We observed the following ultrastructural changes: decreases of fine cell cytoplasmic processes, dilated cytoplasmic vacuoles, cytoplasmic pinocytotic vesicles, and nuclear heterochromatin with increasing cell passage number. Conversely, mean ratios of lipid globules, nuclear euchromatin, irregular nuclear shape, and cell contact between cells were increased with passage number. The observations may suggest an increase in committed cells among the population after long-term culture of DFSCs.

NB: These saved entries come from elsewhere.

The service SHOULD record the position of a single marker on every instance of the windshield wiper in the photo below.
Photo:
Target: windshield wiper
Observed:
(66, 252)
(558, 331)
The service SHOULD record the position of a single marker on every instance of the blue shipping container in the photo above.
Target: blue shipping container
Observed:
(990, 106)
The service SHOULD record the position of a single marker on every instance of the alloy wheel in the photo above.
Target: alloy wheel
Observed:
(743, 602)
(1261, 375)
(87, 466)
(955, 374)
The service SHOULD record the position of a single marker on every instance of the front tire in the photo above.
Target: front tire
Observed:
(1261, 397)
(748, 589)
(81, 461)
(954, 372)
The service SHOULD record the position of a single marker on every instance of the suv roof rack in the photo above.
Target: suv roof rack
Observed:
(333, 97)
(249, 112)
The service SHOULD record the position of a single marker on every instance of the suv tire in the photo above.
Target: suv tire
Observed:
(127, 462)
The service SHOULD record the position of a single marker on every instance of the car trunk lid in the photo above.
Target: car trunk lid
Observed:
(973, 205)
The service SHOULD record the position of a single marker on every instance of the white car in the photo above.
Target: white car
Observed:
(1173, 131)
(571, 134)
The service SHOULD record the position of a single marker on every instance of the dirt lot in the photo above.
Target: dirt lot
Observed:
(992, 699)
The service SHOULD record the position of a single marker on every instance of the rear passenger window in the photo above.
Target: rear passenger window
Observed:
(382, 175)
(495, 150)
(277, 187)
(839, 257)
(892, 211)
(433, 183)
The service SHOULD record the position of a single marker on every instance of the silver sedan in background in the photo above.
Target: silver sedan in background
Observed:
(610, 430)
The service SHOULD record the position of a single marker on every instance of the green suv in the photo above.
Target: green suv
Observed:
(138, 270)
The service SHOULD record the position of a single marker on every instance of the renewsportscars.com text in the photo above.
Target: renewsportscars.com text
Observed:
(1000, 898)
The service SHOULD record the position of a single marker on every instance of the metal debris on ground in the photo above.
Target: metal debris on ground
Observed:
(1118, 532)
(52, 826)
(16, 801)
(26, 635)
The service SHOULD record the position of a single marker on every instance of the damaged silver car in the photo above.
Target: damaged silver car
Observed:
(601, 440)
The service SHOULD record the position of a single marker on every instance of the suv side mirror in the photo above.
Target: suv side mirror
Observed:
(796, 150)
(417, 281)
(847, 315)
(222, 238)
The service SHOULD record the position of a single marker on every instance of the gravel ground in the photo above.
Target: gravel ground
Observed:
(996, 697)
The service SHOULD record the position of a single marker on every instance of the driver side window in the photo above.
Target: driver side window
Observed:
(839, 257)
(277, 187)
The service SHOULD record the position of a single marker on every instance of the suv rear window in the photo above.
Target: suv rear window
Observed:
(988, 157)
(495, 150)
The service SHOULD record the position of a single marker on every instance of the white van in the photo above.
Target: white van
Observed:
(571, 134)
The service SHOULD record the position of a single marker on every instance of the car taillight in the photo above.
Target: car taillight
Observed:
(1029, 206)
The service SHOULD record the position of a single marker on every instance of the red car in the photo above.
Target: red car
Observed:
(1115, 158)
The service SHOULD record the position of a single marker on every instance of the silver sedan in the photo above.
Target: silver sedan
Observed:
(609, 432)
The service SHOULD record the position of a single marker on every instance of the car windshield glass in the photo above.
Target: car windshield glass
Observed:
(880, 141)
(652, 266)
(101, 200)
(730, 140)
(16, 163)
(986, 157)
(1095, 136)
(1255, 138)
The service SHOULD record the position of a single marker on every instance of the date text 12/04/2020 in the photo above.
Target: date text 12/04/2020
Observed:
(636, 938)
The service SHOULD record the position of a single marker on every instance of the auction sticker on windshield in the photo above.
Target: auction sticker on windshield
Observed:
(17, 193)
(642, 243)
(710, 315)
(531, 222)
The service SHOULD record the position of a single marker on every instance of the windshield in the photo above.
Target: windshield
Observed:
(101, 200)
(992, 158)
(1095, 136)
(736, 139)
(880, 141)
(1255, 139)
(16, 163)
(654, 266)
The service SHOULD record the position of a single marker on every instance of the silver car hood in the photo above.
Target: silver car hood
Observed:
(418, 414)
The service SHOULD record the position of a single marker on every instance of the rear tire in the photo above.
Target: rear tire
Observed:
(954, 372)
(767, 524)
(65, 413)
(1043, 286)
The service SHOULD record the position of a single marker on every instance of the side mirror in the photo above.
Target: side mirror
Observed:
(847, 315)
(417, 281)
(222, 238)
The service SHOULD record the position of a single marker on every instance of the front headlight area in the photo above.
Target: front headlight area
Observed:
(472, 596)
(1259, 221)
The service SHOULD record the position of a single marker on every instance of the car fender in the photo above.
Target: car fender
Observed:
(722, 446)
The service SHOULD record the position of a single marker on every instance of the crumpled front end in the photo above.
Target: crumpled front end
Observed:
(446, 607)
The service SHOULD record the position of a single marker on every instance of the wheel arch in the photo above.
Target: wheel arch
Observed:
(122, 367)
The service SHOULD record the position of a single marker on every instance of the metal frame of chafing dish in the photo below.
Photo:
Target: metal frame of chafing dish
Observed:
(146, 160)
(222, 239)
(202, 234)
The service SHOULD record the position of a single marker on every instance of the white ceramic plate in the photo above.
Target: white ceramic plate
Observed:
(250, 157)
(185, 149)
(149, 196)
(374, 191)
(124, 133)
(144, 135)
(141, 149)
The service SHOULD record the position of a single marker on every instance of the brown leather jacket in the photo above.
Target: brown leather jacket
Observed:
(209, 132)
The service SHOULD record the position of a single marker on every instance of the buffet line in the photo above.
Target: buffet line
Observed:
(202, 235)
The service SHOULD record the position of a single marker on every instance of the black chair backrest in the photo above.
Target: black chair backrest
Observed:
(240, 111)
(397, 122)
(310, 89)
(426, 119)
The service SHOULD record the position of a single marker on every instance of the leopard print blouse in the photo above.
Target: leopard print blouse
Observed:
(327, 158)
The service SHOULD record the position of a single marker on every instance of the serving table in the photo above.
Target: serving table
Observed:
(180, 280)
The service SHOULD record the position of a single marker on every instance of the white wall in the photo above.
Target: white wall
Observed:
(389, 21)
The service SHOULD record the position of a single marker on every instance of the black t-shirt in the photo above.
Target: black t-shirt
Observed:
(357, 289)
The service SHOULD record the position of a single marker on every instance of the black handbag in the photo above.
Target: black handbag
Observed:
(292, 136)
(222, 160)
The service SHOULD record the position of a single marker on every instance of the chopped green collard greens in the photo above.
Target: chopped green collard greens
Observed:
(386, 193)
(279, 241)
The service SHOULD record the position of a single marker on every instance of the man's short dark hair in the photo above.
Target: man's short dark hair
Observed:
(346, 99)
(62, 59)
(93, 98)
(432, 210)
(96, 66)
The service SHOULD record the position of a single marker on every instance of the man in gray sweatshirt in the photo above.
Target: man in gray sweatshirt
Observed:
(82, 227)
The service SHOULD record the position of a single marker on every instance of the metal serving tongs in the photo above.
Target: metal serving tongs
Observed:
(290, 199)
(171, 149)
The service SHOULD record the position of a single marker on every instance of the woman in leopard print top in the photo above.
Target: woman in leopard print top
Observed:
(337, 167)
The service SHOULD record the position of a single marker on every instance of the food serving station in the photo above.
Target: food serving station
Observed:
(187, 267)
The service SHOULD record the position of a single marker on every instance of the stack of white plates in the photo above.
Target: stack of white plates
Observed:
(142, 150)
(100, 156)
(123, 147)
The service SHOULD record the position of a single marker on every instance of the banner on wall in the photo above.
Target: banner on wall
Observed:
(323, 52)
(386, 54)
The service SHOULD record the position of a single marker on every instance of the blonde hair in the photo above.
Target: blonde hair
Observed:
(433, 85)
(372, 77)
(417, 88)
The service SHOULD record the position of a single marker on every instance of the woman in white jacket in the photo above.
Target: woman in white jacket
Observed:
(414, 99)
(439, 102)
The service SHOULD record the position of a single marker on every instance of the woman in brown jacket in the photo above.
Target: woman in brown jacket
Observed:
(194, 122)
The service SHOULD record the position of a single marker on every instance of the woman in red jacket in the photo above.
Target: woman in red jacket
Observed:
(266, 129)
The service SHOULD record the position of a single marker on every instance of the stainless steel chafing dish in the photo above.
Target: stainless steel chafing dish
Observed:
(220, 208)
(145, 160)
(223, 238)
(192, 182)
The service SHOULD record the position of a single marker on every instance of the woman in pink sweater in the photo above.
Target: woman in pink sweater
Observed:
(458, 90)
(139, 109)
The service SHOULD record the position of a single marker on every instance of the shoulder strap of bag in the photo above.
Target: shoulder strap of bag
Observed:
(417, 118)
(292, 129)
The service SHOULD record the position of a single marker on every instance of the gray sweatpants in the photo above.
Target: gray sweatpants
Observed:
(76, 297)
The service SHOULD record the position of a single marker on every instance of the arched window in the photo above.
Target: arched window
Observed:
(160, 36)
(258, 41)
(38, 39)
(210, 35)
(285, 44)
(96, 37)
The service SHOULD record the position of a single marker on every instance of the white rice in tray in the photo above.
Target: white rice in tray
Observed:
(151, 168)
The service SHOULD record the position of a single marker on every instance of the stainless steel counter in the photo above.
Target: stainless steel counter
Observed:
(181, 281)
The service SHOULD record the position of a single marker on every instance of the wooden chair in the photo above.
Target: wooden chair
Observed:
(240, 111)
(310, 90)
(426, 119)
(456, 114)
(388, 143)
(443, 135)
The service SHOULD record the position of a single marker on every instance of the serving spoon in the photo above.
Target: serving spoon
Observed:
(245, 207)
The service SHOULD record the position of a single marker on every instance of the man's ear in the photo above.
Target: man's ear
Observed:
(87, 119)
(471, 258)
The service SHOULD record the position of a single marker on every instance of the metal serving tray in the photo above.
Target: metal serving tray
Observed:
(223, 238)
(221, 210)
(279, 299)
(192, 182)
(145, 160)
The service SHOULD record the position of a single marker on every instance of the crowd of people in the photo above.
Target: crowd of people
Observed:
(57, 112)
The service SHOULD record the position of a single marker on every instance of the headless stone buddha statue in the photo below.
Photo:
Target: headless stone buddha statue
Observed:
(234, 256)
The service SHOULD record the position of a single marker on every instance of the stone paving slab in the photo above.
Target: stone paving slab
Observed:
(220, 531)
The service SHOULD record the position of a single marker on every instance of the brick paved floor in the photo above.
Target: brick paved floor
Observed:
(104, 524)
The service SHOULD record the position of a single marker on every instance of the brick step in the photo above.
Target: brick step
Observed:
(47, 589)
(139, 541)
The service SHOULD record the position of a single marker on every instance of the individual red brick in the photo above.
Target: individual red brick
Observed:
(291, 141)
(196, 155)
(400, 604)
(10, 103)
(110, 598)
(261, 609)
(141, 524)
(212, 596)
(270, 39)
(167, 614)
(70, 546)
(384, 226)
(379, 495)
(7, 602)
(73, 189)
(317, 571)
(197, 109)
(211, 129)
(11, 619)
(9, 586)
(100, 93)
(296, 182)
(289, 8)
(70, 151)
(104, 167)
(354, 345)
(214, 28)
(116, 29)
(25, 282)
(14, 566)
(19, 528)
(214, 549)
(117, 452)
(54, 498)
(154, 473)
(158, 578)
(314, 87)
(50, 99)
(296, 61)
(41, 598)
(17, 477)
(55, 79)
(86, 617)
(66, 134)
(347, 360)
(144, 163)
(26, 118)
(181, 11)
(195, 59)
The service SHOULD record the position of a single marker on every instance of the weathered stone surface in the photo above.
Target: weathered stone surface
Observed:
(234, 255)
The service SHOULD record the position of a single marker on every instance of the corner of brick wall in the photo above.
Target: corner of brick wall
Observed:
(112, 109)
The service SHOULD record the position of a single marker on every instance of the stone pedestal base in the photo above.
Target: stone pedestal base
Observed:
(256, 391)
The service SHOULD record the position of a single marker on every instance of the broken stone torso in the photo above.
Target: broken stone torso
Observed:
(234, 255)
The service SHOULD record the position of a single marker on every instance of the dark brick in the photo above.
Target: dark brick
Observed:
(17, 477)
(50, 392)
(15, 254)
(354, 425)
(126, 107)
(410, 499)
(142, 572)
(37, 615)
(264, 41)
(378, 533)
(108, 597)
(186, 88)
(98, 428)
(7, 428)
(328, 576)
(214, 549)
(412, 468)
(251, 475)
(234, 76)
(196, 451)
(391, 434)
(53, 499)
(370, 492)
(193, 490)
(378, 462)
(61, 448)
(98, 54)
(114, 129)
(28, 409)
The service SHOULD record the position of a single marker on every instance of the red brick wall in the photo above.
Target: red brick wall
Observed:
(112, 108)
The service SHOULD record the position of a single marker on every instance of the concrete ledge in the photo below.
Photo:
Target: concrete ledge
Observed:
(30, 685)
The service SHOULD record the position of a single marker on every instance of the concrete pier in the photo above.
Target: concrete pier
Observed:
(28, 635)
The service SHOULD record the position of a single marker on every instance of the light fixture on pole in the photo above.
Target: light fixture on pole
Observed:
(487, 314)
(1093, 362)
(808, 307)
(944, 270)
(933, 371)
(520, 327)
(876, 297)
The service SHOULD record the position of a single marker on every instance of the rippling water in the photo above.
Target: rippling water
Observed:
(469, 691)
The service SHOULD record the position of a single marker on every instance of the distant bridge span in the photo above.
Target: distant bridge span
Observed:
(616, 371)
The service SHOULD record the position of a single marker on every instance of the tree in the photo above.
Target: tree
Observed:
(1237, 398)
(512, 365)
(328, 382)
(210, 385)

干细胞在组织更新和修复中发挥着重要作用。组织来源的干细胞已在组织工程和再生医学中得到应用。为了应用干细胞,需要通过培养将从组织中分离出的原代干细胞大量扩增。然而,已知组织干细胞在体外培养过程中通常会降低或丧失其干性特性。在本研究中,我们评估了大鼠牙囊干细胞(DFSCs)在体外培养过程中的超微结构变化。我们试图在超微结构水平上解释培养的组织干细胞干性特性的丧失。
从Sprague Dawley大鼠幼崽的第一磨牙中分离DFSCs,并在含有α-MEM加20%胎牛血清的培养基中培养。细胞在90%汇合时以1:3的比例传代,并在第3、6、7和9代收集,通过透射电子显微镜评估超微结构形态。
在所检查的四代(第3、6、7和9代)中,第3代粗面内质网(RER)扩张丰富,而第6、7和9代则较少。第3、7和9代扩张的RER中含有脂质。第3和6代的单核糖体和多核糖体位于线粒体和RER之间。第7代单核糖体和多核糖体丰富,尽管第9代主要是单核糖体。第3代膜结合的糖原颗粒存在于从细胞突出的液泡中。第9代一些糖原颗粒聚集在干细胞周边。第6、7和9代细胞核形状不规则且主要为常染色质。第9代线粒体暗且稀少;第7代不规则、小且暗;第6代小且呈圆形,它们在第3代中分散在远离细胞核的细胞质中。第6、7和9代可见细胞间接触。所检查的DFSCs的超微结构形态与未分化细胞的形态标准差异不大。第3代大液泡主要位于细胞周边,小液泡位于细胞中心。第6代小液泡散在细胞中心,较大的液泡在细胞周边观察到。
我们观察到以下超微结构变化:随着细胞传代次数增加,细胞精细的细胞质突起、扩张的细胞质液泡、细胞质吞饮小泡和核异染色质减少。相反,脂质球、核常染色质、不规则核形状以及细胞间接触的平均比例随传代次数增加。这些观察结果可能表明DFSCs长期培养后群体中定向分化细胞增加。